Mais l’expérience la plus révélatrice de l’histoire d’ouverture de Tales from a Synthetic Future a peut-être été l’opportunité d’assister au procès en direct de Beeple alors qu’il célébrait son 6 406e anniversaire le 13 novembre. Un travail « quotidien » a été créé. Travaillant dans Cinema 4D, Beeple a créé des modèles 3D à partir de sa bibliothèque d’objets comme un Game Boy, Yoda, Pikachu et Pepe la grenouille, qu’il a collés sous une photo de sa tête. Il a ensuite placé deux cheeseburgers sur ses yeux et le logo du Deji Art Museum sur une bande-son de hip-hop chinois et de rock indépendant, avant d’appliquer un filtre pictural sur l’illustration numérique dans Photoshop.
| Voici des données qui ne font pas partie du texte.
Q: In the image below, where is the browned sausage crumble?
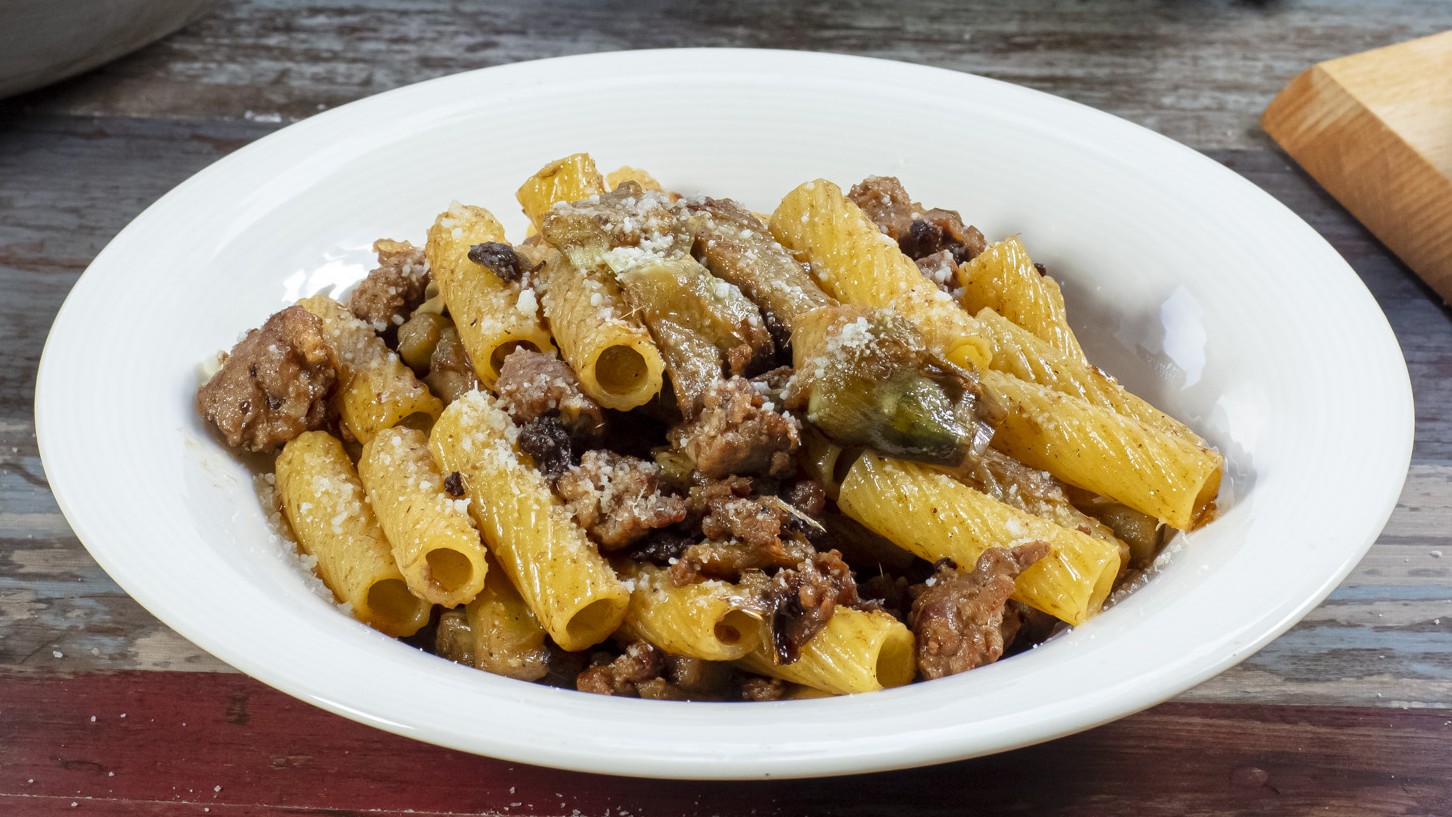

Bien que Beeple n’ait pas encore été adopté par l’establishment artistique, l’avenir pourrait s’avérer différent. Il suffit de regarder d’autres artistes qui se sont vu initialement refuser l’entrée. Monet a été rejeté par le Salon français et van Gogh n’a vendu qu’un seul tableau au cours de sa vie. Il a même fallu quelques années à Andy Warhol pour faire sa percée ; Le MoMA a rejeté un dessin de chaussure qu’il avait proposé en 1956, et la galerie Leo Castelli a rejeté le travail de l’icône pop en 1961, affirmant qu’il ressemblait trop au travail de Roy Lichtenstein. Bien que Beeple ne soit pas un artiste au sens traditionnel du terme, il l’est d’une certaine manière. « Beeple : Contes d’un avenir synthétique » au Deji Art Museum est certainement une introduction à l’art pour les générations futures et restera dans les annales de l’histoire de l’art – que cela vous plaise ou non.